What you need to know A new production of Francesco Cavalli's rarely-performed Baroque opera L'Ormindo has opened at the Sam Wanamaker Playhouse, London. The production, directed by Kasper Holten, is a collaboration between the Royal Opera and Shakespeare's Globe for their new candlelit theatre space.

Comic romance L'Ormindo tells the story of two princes, Ormindo and Amidas, who vie for the love of the unhappily married Erisbe, wife of the old King Ariadenus. Meanwhile, Amidas's abandoned lover Sicle attempts to thwart his quest, with the aid of her nurse and some luck. Runs until 12 April. 

What the critics like This Baroque opera delivers "an evening of high-class, high-camp, high-art pleasure", says Fiona Maddocks in The Observer. The music is lavish and bursting with variety, while the plot proves shameless and saucy.

To see a 17th century Venetian opera in a charming, candlelit replica of a Jacobean theatre is an experience in itself, and "doubly so with a production as inventively witty as this one", says Michael Church in The Independent. The cast sing wonderfully, but what makes the evening magical is the delicate balance between the raunchiness on stage and the exquisite tissue of arias, duets, and intermezzi.

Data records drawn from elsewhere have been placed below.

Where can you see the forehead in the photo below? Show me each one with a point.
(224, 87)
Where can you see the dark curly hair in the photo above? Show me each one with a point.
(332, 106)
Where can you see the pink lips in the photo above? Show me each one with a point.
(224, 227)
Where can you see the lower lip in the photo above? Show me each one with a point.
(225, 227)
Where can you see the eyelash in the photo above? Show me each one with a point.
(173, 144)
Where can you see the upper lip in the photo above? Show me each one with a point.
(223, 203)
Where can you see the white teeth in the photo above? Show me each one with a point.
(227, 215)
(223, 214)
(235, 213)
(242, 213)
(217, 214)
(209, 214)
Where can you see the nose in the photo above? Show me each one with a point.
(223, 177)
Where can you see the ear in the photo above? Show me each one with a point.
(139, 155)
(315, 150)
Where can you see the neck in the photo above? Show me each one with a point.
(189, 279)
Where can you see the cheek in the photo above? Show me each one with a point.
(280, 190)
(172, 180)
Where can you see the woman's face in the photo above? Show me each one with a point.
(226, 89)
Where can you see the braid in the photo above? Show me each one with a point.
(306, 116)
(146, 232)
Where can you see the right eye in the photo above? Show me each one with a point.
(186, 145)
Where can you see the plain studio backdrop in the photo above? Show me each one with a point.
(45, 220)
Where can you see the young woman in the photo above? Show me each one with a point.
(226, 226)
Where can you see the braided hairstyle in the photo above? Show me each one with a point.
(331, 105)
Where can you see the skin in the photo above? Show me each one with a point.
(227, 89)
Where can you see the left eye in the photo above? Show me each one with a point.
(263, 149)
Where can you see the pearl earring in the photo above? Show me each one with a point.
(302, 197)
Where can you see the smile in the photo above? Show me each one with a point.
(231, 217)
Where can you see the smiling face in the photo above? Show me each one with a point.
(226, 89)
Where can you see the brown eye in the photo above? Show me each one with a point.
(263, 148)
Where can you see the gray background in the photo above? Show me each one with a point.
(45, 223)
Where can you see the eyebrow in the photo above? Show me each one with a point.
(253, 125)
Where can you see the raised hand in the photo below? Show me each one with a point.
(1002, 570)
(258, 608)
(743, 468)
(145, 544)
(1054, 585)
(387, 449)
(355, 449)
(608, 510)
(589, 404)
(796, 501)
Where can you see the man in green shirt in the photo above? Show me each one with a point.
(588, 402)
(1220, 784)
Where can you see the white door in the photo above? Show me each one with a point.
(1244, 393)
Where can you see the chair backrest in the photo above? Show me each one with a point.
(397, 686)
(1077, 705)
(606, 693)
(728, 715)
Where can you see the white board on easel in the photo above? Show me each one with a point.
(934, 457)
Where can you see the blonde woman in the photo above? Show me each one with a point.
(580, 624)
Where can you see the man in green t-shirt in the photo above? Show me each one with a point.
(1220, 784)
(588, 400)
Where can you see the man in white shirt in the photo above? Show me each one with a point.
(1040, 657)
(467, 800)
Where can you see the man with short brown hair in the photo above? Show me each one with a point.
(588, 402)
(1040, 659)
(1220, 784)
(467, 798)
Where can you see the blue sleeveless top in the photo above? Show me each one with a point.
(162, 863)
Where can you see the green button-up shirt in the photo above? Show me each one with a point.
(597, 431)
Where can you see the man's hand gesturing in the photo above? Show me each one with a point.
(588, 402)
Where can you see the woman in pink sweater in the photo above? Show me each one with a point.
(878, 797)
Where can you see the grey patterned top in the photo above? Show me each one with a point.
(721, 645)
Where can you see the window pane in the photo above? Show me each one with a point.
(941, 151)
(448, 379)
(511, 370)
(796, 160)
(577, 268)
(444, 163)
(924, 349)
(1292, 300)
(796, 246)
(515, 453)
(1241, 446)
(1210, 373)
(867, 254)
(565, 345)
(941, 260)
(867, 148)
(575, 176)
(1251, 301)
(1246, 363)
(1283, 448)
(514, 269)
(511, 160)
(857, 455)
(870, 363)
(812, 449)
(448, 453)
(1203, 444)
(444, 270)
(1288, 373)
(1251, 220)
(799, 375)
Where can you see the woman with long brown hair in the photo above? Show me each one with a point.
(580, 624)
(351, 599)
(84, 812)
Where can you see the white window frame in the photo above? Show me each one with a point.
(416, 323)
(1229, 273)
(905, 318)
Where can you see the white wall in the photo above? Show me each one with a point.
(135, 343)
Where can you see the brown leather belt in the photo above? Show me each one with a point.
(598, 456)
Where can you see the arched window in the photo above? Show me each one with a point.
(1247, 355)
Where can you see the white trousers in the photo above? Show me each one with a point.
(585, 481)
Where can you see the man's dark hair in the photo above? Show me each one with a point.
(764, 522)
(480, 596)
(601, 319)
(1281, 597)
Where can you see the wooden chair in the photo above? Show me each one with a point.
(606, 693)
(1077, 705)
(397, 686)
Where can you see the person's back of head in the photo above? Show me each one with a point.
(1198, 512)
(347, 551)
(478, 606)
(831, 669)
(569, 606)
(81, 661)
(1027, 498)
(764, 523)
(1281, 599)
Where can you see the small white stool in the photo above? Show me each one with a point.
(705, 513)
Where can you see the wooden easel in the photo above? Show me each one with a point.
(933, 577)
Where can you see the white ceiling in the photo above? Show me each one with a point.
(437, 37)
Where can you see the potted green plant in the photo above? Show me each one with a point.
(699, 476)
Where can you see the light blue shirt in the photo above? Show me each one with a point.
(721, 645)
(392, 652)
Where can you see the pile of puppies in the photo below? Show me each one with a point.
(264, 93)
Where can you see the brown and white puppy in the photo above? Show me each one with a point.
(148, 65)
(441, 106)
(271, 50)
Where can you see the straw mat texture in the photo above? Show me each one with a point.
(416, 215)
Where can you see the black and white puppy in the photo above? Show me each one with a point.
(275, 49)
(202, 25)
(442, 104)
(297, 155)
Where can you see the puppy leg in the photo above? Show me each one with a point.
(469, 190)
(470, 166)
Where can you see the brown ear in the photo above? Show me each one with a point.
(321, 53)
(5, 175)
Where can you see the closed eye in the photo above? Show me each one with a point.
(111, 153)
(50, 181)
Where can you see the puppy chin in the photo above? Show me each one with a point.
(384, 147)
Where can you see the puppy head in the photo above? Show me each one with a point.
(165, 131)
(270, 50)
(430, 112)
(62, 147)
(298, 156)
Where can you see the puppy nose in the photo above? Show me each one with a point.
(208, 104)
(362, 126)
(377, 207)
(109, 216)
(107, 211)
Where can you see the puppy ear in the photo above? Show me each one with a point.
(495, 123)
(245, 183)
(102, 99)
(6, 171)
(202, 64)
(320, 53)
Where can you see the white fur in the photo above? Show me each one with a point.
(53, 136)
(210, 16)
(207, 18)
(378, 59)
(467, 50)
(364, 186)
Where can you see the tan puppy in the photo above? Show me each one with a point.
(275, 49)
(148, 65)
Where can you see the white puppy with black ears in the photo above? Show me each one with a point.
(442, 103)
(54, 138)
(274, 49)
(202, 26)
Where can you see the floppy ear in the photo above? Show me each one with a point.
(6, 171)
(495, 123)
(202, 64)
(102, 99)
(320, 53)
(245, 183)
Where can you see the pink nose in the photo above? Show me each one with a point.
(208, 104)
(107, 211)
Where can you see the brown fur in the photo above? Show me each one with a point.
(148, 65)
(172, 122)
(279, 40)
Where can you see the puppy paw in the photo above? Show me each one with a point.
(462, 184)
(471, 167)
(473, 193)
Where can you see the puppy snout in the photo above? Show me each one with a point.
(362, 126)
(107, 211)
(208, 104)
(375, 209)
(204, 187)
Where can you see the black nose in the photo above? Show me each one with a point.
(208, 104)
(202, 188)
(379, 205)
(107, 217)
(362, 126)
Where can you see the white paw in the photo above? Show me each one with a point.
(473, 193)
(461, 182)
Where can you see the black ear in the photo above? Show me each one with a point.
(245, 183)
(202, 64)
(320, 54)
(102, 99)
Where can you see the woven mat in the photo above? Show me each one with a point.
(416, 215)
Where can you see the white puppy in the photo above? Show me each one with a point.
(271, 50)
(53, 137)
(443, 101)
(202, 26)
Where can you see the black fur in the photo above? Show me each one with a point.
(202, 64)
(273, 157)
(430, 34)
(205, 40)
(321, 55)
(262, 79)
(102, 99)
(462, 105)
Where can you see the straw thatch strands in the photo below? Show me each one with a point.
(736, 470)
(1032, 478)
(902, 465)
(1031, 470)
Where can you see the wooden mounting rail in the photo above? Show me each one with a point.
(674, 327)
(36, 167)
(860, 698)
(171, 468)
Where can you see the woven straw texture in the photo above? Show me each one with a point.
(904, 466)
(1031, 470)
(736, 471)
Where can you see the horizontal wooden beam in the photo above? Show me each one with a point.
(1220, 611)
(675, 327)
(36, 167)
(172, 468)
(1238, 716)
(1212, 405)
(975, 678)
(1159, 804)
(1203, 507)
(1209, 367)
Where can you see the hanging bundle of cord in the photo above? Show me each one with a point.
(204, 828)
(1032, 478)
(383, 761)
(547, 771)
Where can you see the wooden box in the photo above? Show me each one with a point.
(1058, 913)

Holten's marvellously inventive production is both "pacey and genuinely amusing", says Barry Millington in the Evening Standard. It's also the start of what promises to be an exciting partnership between the Royal Opera and the Wanamaker Playhouse.

What they don't like Cavalli, who wrote for the world's first commercial opera house in Venice, a larger theatre with room for more orchestral players than the eight here, "would probably be shocked" by the size of this production, says Neil Fisher in The Times. But while this show may be smaller scale, it's hard not to like it.